Cellphone service providers have made obscene profits. We've heard for a decade about the need for CDMA for capacity and how cheaply CDMA can produce minutes [as proven by Leap Wireless].
Now, it's time for the effectiveness of CDMA to be used in a huge price war, which will end up as a functionality/coverage war because minutes will be so cheap that nobody will care about minute prices but will care about features and functionality instead. Such as, "Can this gadget get cyberspace at high speed?" "Will there be busy signals?" "What's your coverage?" If the salesman can't show streaming PacketVideo images, [because it is GSM, Nextel, Analogue, GPRS, TDMA, EDGE or WCDMA] then the subscriber will buy something else. If coverage is rotten, they'll buy something else. If there are busy signals too often, they'll buy something else.
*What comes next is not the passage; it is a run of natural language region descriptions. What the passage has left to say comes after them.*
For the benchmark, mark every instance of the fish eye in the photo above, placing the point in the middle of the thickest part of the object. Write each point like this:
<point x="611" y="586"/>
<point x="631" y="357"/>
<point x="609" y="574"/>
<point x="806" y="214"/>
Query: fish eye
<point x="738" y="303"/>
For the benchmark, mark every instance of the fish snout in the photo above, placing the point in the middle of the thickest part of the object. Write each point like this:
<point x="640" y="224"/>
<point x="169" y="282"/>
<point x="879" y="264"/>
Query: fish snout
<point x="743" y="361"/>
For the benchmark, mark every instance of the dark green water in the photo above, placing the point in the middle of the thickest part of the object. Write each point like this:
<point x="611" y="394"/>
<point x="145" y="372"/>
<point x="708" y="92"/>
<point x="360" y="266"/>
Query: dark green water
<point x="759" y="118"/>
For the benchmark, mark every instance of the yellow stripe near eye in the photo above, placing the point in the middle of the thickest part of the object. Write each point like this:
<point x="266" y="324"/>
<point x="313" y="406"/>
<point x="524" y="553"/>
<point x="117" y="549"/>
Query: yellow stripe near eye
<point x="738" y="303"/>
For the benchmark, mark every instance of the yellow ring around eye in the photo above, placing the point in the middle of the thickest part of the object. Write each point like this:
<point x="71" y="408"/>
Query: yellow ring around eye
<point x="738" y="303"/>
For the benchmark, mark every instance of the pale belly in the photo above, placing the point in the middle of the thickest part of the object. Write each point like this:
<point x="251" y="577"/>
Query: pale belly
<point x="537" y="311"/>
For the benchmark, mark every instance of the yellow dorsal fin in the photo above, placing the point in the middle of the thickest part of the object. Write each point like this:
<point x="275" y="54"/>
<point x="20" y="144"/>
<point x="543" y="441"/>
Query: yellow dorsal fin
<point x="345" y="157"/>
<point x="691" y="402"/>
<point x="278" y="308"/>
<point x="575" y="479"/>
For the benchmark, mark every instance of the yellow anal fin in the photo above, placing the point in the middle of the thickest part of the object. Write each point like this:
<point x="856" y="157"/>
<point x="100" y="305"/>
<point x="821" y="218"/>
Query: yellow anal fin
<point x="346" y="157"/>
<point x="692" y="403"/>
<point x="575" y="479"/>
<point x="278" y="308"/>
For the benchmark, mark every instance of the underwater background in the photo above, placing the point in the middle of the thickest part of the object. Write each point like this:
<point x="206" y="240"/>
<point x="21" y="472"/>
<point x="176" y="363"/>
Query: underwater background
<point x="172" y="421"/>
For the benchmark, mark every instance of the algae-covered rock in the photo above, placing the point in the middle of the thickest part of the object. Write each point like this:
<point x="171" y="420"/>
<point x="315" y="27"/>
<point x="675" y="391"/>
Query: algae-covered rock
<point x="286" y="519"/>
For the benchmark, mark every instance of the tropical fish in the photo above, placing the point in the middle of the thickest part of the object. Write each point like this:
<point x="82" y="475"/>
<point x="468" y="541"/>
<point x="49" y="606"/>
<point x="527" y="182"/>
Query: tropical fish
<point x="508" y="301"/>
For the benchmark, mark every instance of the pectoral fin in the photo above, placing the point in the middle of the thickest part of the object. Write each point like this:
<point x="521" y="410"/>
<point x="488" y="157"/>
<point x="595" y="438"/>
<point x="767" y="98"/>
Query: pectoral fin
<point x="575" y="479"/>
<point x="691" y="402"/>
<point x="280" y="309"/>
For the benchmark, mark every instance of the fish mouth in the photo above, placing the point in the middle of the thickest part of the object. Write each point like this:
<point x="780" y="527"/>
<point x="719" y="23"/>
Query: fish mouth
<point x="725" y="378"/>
A price war is GOOD for QUALCOMM. That's because CDMA comes into its own in the event of price and functionality wars.
Fat, dumb and happy service providers who are used to wallowing in mountains of cash are going to have to get out there and struggle for survival.
Good!
Cheap services with high functionality means lots and lots and lots of QUALCOMM ASICs being bought to satisfy ever more demanding customers.
Yay for the price, coverage and functionality wars - CDMA will win them. QUALCOMM will supply the ammunition.